# Optimizing Model Parameters
- Now model is ready, time to train, validate and test it by optimizing its parameters on our data.

## Prerequisite Code
- We load the code from the previous sections on Datasets & DataLoaders and Build Model.

In [8]:
import torch
from torch import nn
from torch.utils.data import DataLoader
from torchvision import datasets
from torchvision.transforms import ToTensor

training_data = datasets.FashionMNIST(
    root="data",
    train=True,
    download=True,
    transform=ToTensor()
)

test_data = datasets.FashionMNIST(
    root="data",
    train=False,
    download=True,
    transform=ToTensor()
)

train_dataloader = DataLoader(training_data, batch_size=64)
test_dataloader = DataLoader(test_data, batch_size=64)

class NeuralNetwork(nn.Module):
    def __init__(self):
        super(NeuralNetwork, self).__init__()
        self.flatten = nn.Flatten()
        self.linear_relu_stack = nn.Sequential(
            nn.Linear(28*28, 512),
            nn.ReLU(),
            nn.Linear(512, 512),
            nn.ReLU(),
            nn.Linear(512, 10),
        )

    def forward(self, x):
        x = self.flatten(x)
        logits = self.linear_relu_stack(x)
        return logits

model = NeuralNetwork()

## Hyperparameters
- Hyperparameters are adjustable parameters that let you control the model optimization process.
- Different hyperparameter values can impact model training and convergence rates.

We define the following hyperparameters for training:
 - **Number of Epochs** - the number times to iterate over the dataset
 - **Batch Size** - the number of data samples propagated through the network before the parameters are updated
 - **Learning Rate** - how much to update models parameters at each batch/epoch. Smaller values yield slow learning speed, while large values may result in unpredictable behavior during training.

In [9]:
learning_rate = 1e-3
batch_size = 64
epochs = 5

## Optimization Loop

- Each iteration of the optimization loop is called an **epoch**.

Each epoch consists of two main parts:
 - **The Train Loop** - iterate over the training dataset and try to converge to optimal parameters.
 - **The Validation/Test Loop** - iterate over the test dataset to check if model performance is improving.

### Loss Function

- **Loss function** measures the degree of dissimilarity of obtained result to the target value,
and it is the loss function that we want to minimize during training. 
- To calculate the loss we make a
prediction using the inputs of our given data sample and compare it against the true data label value.

Common loss functions include [nn.MSELoss](https://pytorch.org/docs/stable/generated/torch.nn.MSELoss.html#torch.nn.MSELoss) (Mean Square Error) for regression tasks, and
[nn.NLLLoss](https://pytorch.org/docs/stable/generated/torch.nn.NLLLoss.html#torch.nn.NLLLoss) (Negative Log Likelihood) for classification.
[nn.CrossEntropyLoss](https://pytorch.org/docs/stable/generated/torch.nn.CrossEntropyLoss.html#torch.nn.CrossEntropyLoss) combines ``nn.LogSoftmax`` and ``nn.NLLLoss``.
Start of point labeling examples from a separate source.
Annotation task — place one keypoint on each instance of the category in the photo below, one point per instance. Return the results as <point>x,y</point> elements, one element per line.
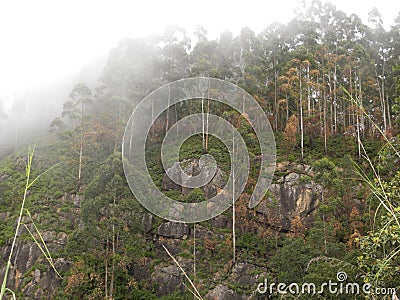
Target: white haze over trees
<point>48,46</point>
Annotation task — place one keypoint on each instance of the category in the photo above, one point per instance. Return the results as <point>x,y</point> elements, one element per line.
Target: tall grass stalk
<point>43,248</point>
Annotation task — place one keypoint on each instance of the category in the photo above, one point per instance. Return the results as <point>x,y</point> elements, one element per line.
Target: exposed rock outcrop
<point>173,230</point>
<point>192,168</point>
<point>222,292</point>
<point>293,194</point>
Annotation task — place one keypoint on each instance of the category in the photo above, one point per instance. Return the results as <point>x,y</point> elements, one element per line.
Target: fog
<point>25,114</point>
<point>48,47</point>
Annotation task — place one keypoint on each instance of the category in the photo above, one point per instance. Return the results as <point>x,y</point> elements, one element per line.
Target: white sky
<point>42,41</point>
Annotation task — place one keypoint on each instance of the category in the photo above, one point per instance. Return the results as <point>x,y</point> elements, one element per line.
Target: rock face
<point>222,292</point>
<point>293,194</point>
<point>44,282</point>
<point>168,279</point>
<point>173,230</point>
<point>192,168</point>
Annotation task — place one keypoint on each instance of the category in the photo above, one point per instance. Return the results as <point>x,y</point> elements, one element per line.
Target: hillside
<point>330,88</point>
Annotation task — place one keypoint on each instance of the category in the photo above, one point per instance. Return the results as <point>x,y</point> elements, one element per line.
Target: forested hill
<point>330,86</point>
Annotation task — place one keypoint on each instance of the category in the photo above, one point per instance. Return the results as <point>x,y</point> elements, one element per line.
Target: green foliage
<point>292,259</point>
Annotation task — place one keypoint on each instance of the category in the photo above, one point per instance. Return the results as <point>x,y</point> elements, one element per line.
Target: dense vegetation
<point>331,88</point>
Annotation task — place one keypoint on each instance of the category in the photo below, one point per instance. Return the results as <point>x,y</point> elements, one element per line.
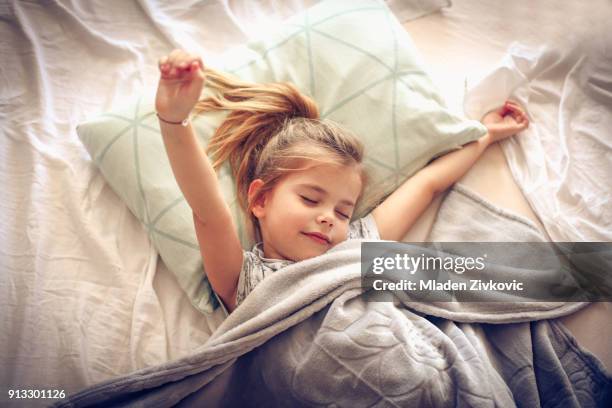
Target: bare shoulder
<point>222,255</point>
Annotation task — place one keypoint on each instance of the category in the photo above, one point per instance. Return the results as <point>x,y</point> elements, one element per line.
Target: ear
<point>258,208</point>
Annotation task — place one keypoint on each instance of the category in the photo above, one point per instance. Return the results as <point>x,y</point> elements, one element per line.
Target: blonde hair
<point>271,131</point>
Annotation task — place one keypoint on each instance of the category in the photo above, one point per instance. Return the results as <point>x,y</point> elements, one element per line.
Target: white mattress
<point>83,296</point>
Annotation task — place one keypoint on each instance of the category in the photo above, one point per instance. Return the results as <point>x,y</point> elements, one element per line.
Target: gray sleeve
<point>364,228</point>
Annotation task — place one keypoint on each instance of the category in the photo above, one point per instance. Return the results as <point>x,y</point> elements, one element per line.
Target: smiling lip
<point>320,238</point>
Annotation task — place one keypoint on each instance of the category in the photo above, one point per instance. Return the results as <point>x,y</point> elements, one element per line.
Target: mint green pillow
<point>359,64</point>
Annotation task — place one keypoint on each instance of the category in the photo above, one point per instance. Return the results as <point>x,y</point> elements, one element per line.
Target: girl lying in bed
<point>299,177</point>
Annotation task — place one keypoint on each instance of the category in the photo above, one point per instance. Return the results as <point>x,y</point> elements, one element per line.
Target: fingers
<point>180,64</point>
<point>517,113</point>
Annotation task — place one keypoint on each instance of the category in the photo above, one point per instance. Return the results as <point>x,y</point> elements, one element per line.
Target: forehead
<point>342,181</point>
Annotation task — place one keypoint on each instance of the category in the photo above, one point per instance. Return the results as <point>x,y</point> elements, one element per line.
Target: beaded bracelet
<point>184,122</point>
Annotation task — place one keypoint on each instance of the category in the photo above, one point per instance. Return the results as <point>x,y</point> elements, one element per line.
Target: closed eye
<point>308,200</point>
<point>341,214</point>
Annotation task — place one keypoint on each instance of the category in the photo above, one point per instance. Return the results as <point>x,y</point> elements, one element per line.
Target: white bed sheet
<point>83,296</point>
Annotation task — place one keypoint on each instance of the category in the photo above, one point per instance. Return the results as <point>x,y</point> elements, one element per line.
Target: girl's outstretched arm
<point>180,85</point>
<point>396,215</point>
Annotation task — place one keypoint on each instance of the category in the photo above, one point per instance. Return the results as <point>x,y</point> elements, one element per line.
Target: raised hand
<point>180,85</point>
<point>505,121</point>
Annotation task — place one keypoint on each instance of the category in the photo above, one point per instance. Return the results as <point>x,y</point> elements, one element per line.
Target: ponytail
<point>269,130</point>
<point>257,113</point>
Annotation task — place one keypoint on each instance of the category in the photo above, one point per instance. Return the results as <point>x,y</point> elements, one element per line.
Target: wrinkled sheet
<point>563,161</point>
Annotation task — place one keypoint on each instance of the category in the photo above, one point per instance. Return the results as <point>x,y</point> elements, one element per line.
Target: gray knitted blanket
<point>307,337</point>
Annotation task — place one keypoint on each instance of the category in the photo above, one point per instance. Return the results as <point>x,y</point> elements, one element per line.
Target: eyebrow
<point>323,191</point>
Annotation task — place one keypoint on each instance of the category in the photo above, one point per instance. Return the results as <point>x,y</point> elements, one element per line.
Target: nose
<point>325,219</point>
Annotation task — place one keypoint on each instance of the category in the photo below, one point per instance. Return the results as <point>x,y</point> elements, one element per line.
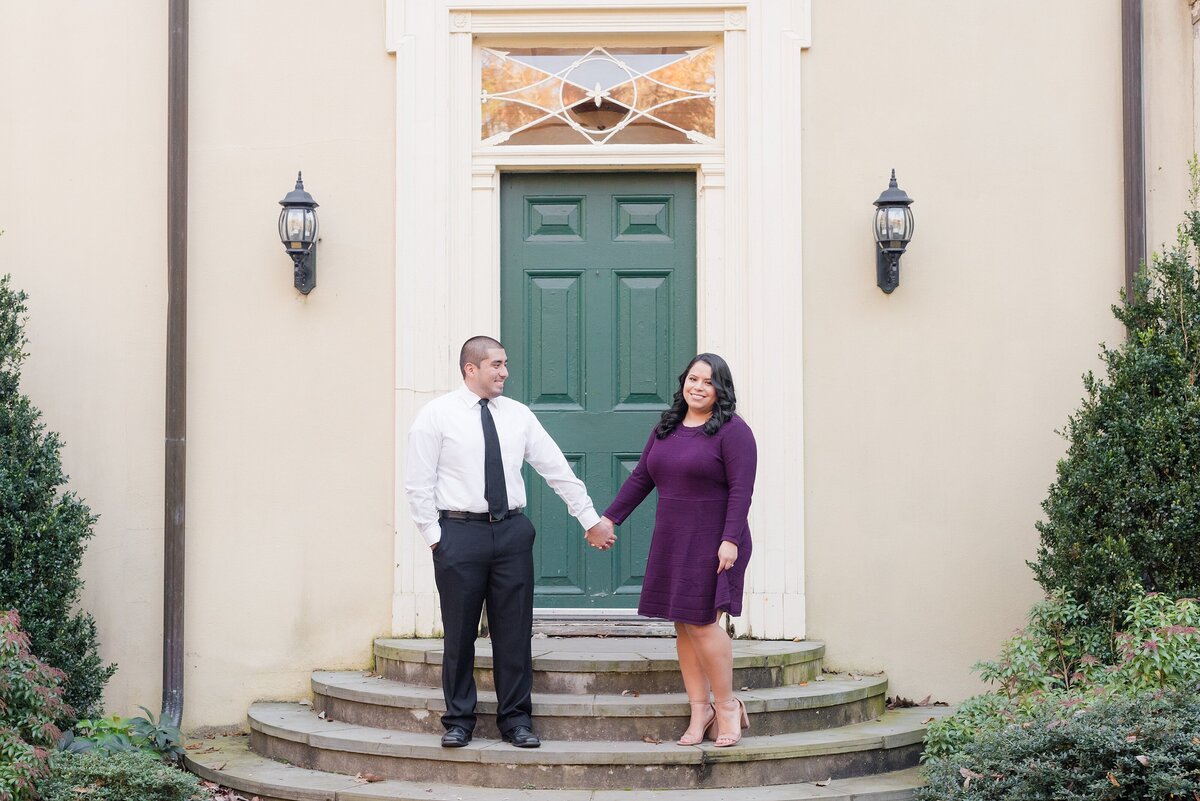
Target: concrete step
<point>295,734</point>
<point>827,702</point>
<point>231,763</point>
<point>610,666</point>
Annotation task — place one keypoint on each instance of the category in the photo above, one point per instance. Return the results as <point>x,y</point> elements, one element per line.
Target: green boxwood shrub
<point>1145,746</point>
<point>120,776</point>
<point>1049,667</point>
<point>42,528</point>
<point>1123,512</point>
<point>30,702</point>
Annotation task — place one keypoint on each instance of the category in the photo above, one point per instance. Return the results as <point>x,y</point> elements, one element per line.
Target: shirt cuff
<point>588,518</point>
<point>432,533</point>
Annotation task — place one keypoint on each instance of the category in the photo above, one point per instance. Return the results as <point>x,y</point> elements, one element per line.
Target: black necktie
<point>495,489</point>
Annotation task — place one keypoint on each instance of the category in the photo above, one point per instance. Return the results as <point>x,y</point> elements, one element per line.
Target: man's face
<point>486,379</point>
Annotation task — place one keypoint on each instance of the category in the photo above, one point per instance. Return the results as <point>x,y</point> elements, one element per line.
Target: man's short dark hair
<point>474,351</point>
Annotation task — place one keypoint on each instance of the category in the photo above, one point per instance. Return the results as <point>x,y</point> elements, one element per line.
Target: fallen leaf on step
<point>367,777</point>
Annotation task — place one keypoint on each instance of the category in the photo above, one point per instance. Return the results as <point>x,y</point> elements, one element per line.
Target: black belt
<point>479,517</point>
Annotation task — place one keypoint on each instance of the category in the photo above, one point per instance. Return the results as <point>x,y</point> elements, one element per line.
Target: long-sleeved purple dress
<point>705,486</point>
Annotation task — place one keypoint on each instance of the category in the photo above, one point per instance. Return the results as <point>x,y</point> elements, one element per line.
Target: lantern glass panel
<point>893,226</point>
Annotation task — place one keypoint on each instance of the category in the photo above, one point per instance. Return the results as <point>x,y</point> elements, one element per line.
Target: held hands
<point>726,555</point>
<point>600,536</point>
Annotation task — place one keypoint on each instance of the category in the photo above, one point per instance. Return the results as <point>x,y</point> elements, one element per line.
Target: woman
<point>702,458</point>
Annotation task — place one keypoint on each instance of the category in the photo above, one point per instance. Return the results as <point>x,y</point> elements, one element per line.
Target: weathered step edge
<point>642,666</point>
<point>291,733</point>
<point>372,700</point>
<point>229,762</point>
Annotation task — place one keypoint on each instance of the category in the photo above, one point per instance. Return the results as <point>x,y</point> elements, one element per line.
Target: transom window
<point>599,95</point>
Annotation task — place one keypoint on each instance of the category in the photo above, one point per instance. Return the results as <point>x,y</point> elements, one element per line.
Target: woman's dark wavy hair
<point>723,410</point>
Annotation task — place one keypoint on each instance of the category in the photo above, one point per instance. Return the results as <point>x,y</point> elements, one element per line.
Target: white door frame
<point>748,203</point>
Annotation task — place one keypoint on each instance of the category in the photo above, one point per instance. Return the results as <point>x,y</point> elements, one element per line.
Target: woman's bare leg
<point>695,682</point>
<point>714,651</point>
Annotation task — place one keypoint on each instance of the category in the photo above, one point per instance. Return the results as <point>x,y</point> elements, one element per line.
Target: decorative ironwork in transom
<point>603,95</point>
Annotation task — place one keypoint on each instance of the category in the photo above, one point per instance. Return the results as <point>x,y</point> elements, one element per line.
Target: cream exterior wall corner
<point>1169,43</point>
<point>742,217</point>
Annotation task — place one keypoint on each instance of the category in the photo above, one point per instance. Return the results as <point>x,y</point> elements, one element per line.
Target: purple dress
<point>705,486</point>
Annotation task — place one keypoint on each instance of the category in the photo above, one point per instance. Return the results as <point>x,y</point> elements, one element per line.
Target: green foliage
<point>121,776</point>
<point>1125,509</point>
<point>42,529</point>
<point>117,733</point>
<point>1144,746</point>
<point>1050,664</point>
<point>30,702</point>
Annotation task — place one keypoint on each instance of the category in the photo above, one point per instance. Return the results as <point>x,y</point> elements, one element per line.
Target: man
<point>466,493</point>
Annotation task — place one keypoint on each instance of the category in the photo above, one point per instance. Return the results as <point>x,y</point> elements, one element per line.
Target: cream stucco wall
<point>83,203</point>
<point>289,479</point>
<point>931,413</point>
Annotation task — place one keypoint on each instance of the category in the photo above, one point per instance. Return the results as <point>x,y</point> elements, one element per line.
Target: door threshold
<point>591,622</point>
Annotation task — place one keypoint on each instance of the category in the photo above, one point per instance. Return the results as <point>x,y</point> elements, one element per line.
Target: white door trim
<point>748,248</point>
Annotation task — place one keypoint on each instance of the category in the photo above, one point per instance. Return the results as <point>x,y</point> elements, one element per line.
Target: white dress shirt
<point>445,461</point>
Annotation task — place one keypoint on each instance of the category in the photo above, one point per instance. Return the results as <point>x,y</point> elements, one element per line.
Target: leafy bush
<point>123,776</point>
<point>42,529</point>
<point>1125,509</point>
<point>1050,664</point>
<point>30,702</point>
<point>1122,747</point>
<point>117,733</point>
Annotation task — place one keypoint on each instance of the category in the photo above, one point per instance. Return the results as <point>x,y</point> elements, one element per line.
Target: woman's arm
<point>634,491</point>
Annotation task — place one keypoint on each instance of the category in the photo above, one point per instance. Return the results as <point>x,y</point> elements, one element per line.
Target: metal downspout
<point>174,501</point>
<point>1134,139</point>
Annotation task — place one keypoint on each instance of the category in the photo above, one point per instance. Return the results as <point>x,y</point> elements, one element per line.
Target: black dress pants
<point>478,562</point>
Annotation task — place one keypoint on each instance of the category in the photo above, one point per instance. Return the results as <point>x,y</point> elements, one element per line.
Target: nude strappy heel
<point>726,740</point>
<point>695,741</point>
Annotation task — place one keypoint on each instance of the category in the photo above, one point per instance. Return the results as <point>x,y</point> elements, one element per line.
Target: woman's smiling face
<point>697,389</point>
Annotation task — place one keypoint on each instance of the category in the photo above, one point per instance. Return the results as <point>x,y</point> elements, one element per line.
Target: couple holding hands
<point>466,494</point>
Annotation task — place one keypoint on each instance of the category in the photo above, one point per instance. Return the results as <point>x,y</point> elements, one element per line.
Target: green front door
<point>598,295</point>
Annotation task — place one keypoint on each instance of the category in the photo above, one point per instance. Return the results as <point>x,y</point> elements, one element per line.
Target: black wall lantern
<point>298,232</point>
<point>893,232</point>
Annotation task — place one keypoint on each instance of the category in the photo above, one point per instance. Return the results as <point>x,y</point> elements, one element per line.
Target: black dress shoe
<point>522,736</point>
<point>455,738</point>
We pass our model's output logits to ``nn.CrossEntropyLoss``, which will normalize the logits and compute the prediction error.


In [10]:
# Initializeing the loss function
loss_fn = nn.CrossEntropyLoss()

## Optimizer
- Optimization is the process of adjusting model parameters to reduce model error in each training step. **Optimization algorithms** define how this process is performed (in this example we use Stochastic Gradient Descent).
- All optimization logic is encapsulated in  the ``optimizer`` object. Here, we use the SGD optimizer.
- We initialize the optimizer by registering the model's parameters that need to be trained, and passing in the learning rate hyperparameter.

In [11]:
optimizer = torch.optim.SGD(model.parameters(), lr = learning_rate)

Inside the training loop, optimization happens in three steps:
 * Call ``optimizer.zero_grad()`` to reset the gradients of model parameters. Gradients by default add up; to prevent double-counting, we explicitly zero them at each iteration.
 * Backpropagate the prediction loss with a call to ``loss.backward()``. PyTorch deposits the gradients of the loss w.r.t. each parameter.
 * Once we have our gradients, we call ``optimizer.step()`` to adjust the parameters by the gradients collected in the backward pass.

# Full Implementation
We define `train_loop` that loops over our optimization code, and `test_loop` that evaluates the model's performance against our test data.

In [12]:
def train_loop(dataloader, model, loss_fun, optimizer):
    size = len(dataloader.dataset)
    model.train()
    for batch, (X,y) in enumerate(dataloader):
        # Compute prediction and loss
        pred = model(X)
        loss = loss_fn(pred, y)

        # Backpropagation
        loss.backward()
        optimizer.step()
        optimizer.zero_grad()

        if batch % 100 == 0:
            loss, current = loss.item(), (batch + 1) * len(X)
            print(f"loss: {loss:>7f} [{current:>5d}/{size:>5d}]")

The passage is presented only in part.